Author: Tu, Youzhi
Title: Deep speaker embedding for robust speaker verification
Advisors: Mak, Man-wai (EIE)
Degree: Ph.D.
Year: 2022
Subject: Voice computing
Automatic speech recognition
Speech processing systems
Hong Kong Polytechnic University -- Dissertations
Department: Department of Electronic and Information Engineering
Pages: xviii, 128 pages : color illustrations
Language: English
Abstract: Speaker verification (SV) aims to determine whether the speaker identity of a test utterance matches that of a target speaker. In SV, the identity of a variable-length utterance is typically represented by a fixed-dimensional vector. This vector or its modeling process is referred to as speaker embedding. Although state-of-the-art deep speaker embedding has achieved outstanding performance, deploying SV systems to adverse acoustic environments still faces a number of challenges. First, today's SV systems rely on the condition that the training and test data share the same distribution. Once this condition is violated, domain mismatch will occur. The problem will be exacerbated when the speaker embeddings violate the Gaussianity constraint. Second, because the temporal feature maps produced by the last frame-level layer are highly non-stationary, it is not desirable to use their global statistics as speaker embeddings. Third, current speaker embedding networks do not have any mechanisms to let the frame-level information flow directly into the embeddings layer, causing information loss in the pooling layer.
This thesis develops three strategies to address the above challenges. First, to jointly address domain mismatch and the Gaussianity requirement of probabilistic linear discriminant analysis (PLDA) models, the author proposes a variational domain adversarial learning framework with two specialized networks: variational domain adversarial neural network (VDANN) and information-maximized VDANN (In­foVDANN). Both networks leverage domain adversarial training to produce speaker discriminative and domain-invariant embeddings and apply variational autoencoders (VAEs) to perform Gaussian regularization. The InfoVDANN, in particular, avoids posterior collapse in VDANNs by preserving the mutual information (MI) between the domain-invariant embeddings and the speaker embeddings. Second, to mitigate the effect of non-stationarity in the temporal feature maps, the author proposes short-time spectral pooling (STSP) and attentive STSP to transform the temporal feature maps into the spectral domain through short-time Fourier transform (STFT). The zero-and low-frequency components are retained to preserve speaker information. A segment-level attention mechanism is designed to produce spectral representations with fewer variations, which results in better robustness to the non-stationary effect in the feature maps. Third, to allow information in the frame-level layers to flow directly to the speaker embedding layer, MI-enhanced training based on a semi-supervised deep InfoMax (DIM) framework is proposed. Because the dimensionality of the frame-level features is much larger than that of the speaker embeddings, the author proposes to squeeze the frame-level features via global pooling before MI estimation. The pro­posed method, called squeeze-DIM, effectively balances the dimension between the frame-level features and the speaker embeddings.

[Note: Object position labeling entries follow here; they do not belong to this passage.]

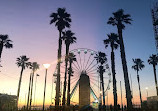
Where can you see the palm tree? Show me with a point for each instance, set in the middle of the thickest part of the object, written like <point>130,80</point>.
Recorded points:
<point>138,65</point>
<point>101,59</point>
<point>69,38</point>
<point>119,20</point>
<point>113,42</point>
<point>5,42</point>
<point>34,67</point>
<point>154,60</point>
<point>62,20</point>
<point>71,59</point>
<point>22,62</point>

We evaluate the proposed methods on VoxCeleb1, VOiCES 2019, SRE16, and SRE18-CMN2. Results show that the VDANN and InfoVDANN outperform the DANN baseline, indicating the effectiveness of Gaussian regularization and MI maximization. We also observed that attentive STSP achieved the largest performance gains, suggesting that applying segment-level attention and leveraging low spectral components of temporal feature maps can produce discriminative speaker embeddings. Finally, we demonstrate that the squeeze-DIM outperforms the DIM regularization, suggesting that the squeeze operation facilitates MI maximization.